The poor. We find them all around us. They are a part of the very fabric of our society. We have seen the tent encampments along the creeks and rivers in our towns. We have observed the grocery carts full of personal belongings. Daily, we are made aware of the needs of individuals that stand along the roads and streets of our city bearing signs that read, “Anything helps: need food.”
A study conducted in 2022 by the US Census Bureau revealed that in the United States alone that year, nearly 11.5 percent of the country lived in poverty. That equates to around 37.9 million people that live daily with the ever-present reality weighing heavily upon them, of being poor.
We could talk at length of the role of the church and as to how we are called to minister to those less fortunate. I believe that as Christians it is a part of our living out what we believe when we do so. But have you thought of the poor who seem to have everything in life?
There is a passage in the final book of the Bible in Revelation 3:17 that reads, “Thou sayest, I am rich, and increased with goods, and have need of nothing…. but knowest not that thou art wretched, and miserable, and poor, and blind, and naked.”
To get a better understanding of what the writer is saying we need to go back a few lines to verse 15. He writes (but the words are from God) “I know thy works, that thou art neither cold nor hot.” What a frightening thing to those to whom this was addressed. God, the one to whom we call in distress, the one to whom we cry out to when in need, the one that we will one day stand before on that day of judgement, has held court, and found them to be guilty.
Like the layers of an onion, their life has been peeled back. The outside façade that they had so craftily designed and promoted to the world around them as what authenticity looks like, has been stripped away. Layer by layer the years of what they had built, and what they had convinced others to believe were removed in a moment of time. God said, “I know thy works. I know you inside and out. You are NOT what you masquerade as.”

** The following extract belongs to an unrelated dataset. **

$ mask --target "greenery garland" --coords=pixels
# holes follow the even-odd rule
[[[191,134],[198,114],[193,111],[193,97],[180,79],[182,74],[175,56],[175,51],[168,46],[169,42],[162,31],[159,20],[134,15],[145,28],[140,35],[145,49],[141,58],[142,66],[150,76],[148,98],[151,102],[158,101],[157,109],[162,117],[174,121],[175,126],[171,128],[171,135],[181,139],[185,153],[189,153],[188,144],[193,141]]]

The Message puts it in a graphic way when it says, “You’re stale. You’re stagnant. You make me want to vomit. You brag, ‘I’m rich, I’ve got it made, I need nothing from anyone,’ oblivious that in fact you’re a pitiful, blind beggar, threadbare and homeless.” He is saying, “you are the poorest of poor, yet you are blinded by self-deceit.”
Ouch! What a painful dialogue that cuts quickly to the core of things. While believing that their religion is above all others, they stand before the world and God, as wretched being blinded by vanity and spiritual pride. Blinded the scripture says to reality.
I’ve known people like that. Professing the highest level of Holiness and Godly living and knowing the doctrines of the church and the Bible perhaps like no other. Because of that, they have taken upon themselves the mantle of lawgiver and crusader to straighten everyone else in the world out, so that they can talk, look, and act, just like them. Everything looks like a nail when you are a hammer, and hammer they do. Destroying, hurting, leading others astray, wounding, and feeling justified with every word spoken and with every deed done. Blindly swinging the hammer at everything and everyone that doesn’t look, speak, or act like them.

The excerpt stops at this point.